If our own store must pay, that gold which was
Lent us in sterling, we must turn in brass.
Hadst thou writ less or worse, then we might lay
Something upon thy urn thou didst not say:
But thou hadst fancy's vast monopoly,
Our flock will scarce amount t' an elegy.
Yet all the legacies that fatal day
Bequeath'd thy sad executor will pay.
To late divines (by will and testament)
A paraphrase on each commandment,
In moral precepts, with a disputation
Ending the quarrels 'bout predestination.

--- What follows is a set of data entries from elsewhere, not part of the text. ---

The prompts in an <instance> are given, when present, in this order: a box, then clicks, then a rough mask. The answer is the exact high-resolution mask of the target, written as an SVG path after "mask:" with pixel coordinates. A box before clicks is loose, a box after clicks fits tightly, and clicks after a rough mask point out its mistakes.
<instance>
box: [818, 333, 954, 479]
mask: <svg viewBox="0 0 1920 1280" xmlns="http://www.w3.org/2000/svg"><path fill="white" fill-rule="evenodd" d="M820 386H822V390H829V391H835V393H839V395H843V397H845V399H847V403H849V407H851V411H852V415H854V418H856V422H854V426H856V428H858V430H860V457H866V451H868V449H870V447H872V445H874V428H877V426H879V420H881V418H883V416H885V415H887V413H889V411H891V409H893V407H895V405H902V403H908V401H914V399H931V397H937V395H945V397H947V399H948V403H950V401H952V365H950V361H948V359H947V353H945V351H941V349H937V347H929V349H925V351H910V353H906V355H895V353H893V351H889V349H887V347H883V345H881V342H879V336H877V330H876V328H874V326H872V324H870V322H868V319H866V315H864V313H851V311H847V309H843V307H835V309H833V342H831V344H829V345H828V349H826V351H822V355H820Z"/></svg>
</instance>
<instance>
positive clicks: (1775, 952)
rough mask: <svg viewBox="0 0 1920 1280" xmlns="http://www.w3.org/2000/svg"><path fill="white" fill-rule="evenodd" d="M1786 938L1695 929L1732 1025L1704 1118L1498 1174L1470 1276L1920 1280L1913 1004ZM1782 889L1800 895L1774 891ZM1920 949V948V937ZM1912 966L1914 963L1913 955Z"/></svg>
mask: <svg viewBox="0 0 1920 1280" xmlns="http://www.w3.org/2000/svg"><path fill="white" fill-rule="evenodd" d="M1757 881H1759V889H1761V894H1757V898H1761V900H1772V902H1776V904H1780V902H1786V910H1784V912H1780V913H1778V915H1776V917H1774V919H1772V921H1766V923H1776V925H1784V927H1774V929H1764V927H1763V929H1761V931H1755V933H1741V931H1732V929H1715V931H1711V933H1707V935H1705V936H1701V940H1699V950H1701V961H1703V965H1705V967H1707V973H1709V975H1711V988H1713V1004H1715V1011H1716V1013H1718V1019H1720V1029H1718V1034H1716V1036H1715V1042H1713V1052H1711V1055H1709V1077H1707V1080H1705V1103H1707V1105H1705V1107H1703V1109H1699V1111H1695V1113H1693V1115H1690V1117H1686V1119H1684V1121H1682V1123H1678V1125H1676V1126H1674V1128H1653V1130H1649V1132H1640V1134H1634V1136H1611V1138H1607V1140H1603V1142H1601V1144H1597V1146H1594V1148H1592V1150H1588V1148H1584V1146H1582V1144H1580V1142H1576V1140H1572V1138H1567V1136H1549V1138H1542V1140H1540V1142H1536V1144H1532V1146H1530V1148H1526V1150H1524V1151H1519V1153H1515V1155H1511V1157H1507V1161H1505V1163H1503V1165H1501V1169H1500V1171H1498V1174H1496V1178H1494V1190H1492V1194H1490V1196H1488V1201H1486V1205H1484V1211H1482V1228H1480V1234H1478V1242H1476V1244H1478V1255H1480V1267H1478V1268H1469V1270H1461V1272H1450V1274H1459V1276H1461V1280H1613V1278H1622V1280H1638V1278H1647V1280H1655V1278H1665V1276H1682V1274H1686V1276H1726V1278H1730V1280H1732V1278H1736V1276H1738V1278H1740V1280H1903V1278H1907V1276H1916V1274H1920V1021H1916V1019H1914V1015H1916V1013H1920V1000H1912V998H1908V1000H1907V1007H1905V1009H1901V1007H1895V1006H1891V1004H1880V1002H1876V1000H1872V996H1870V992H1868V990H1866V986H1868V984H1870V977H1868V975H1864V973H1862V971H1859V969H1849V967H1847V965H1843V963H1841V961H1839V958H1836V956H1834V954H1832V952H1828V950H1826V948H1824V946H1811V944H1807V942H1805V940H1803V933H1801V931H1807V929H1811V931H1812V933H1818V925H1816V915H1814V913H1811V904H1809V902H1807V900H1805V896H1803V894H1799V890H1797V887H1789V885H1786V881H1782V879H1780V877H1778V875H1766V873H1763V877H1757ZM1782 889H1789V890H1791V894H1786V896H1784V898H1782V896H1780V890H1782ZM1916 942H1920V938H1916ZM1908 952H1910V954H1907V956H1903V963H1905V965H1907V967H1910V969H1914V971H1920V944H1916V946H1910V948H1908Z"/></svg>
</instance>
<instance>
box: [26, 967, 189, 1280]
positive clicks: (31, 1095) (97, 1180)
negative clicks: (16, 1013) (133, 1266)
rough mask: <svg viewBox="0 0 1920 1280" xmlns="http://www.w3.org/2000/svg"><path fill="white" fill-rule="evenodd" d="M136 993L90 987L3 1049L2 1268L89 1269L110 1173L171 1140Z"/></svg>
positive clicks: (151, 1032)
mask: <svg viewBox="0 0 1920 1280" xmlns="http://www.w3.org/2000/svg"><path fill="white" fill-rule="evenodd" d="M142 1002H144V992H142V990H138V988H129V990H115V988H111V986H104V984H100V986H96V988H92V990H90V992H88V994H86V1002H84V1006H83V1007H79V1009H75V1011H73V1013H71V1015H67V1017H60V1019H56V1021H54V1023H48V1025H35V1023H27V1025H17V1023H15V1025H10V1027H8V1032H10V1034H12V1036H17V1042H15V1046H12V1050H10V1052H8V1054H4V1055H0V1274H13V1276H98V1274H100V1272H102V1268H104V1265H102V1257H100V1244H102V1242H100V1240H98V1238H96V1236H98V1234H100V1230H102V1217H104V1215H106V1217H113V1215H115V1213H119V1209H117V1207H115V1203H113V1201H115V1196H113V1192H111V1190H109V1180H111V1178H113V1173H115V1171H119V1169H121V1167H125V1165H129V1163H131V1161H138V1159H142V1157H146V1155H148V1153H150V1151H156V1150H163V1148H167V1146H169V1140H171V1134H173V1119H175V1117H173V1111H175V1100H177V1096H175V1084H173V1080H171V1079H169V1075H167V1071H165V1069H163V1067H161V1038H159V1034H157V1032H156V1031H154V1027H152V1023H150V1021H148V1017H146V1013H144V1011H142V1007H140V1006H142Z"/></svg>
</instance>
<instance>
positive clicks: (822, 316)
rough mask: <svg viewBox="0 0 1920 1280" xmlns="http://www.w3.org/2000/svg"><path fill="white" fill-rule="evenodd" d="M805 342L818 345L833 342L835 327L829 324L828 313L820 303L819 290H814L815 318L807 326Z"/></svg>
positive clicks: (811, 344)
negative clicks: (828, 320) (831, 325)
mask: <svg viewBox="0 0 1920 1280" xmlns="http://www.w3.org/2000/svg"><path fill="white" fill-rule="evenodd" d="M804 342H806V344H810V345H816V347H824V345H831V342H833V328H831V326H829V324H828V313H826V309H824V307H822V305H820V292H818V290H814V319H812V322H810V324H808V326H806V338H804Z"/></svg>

To those that study how to spend the day,
And yet grow wise -- the ethics in a play.
To poets 'cause there is no greater curse,
Thou bequeath'dst nothing -- in thy empty purse.
To City madams, that bespeak new faces
For every play or feast -- thy looking-glasses.
And to the chambermaids, who only can
Adorn their ladies' head, and dream of man,
Th' hast left a dowry; they, till now, by stealth
Writ only members of the Commonwealth.
To heaven thy ravish'd soul (though who shall look
Will say it lives in each line of thy book);
Thy death, unnatural reliques that could die --
To earth; thy fame unto eternity;
A husband to thy widowed poetry,
Not from the Court but University;
To thy sad aunt, and now despairing mother,
Thy little orphans, and thy younger brother;
From all of which this free confession's fit:
The younger sister had the elder wit.